Doğa Derneği Genel Yöneticisi Engin Yılmaz da BirGün gazetesine verdiği röportajında kuşların göç yolunun değişmesinin mümkün olmadığını tabir ederek, “İddia edilenin bilakis, havalimanı üzerinde oluşacak sıcak hava termalleri yüzünden kartallar, leylekler üzere süzülerek uçan kuşların bu noktada daha fazla toplanma riski var. Tabiatın yok olmasına sebep olanlar, uçakların kuşlara çarpması sonucunda meydana gelecek kazaların ve buna bağlı kuş ve insan ölümlerinin vebalinden de çekinmiyorlar” demişti.
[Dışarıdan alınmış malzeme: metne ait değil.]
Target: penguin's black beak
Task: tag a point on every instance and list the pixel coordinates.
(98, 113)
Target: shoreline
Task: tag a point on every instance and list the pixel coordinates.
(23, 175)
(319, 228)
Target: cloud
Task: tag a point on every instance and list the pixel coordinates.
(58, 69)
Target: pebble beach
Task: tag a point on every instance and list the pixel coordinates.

CHP Genel Lider Yardımcısı Sezgin Tanrıkulu ise bu tezlere yönelik olarak periyodun başbakanı Ahmet Davutoğlu'nun yanıtlaması istemiyle TBMM Başkanlığı'na soru önergesi vermişti.
'Kuş konusunda dünyanın en hassası'
İstanbul Grand Airport (İGA) Havalimanları Üst Yöneticisi (CEO) Yusuf Akçayoğlu ise üç yıl evvel Anadolu Ajansı'na verdiği röportajda, İstanbul Yeni Havalimanı'nın 'kuş konusunda dünyanın en hassası' olduğunu öne sürdü:
“Kuş problemi dünyanın her yerinde ne kadar sorunsa burada da o kadar bahis. Ekstra bir sorun yok. Burada bir birincisi gerçekleştiriyoruz. Bu Türkiye'ye, dünyaya örnek olacak. En az vakit kaybıyla en efektif uçak hareketini sağlamak için çalışıyoruz. Yoksa hayati tehlike arz eden bir durum yok.”
Çevre ve kuşlar için ayırdıkları bütçenin 15 milyon euro olduğunu söyleyen Akçayoğlu, bu paranın yalnızca birinci etap için ayrıldığını belirtmişti.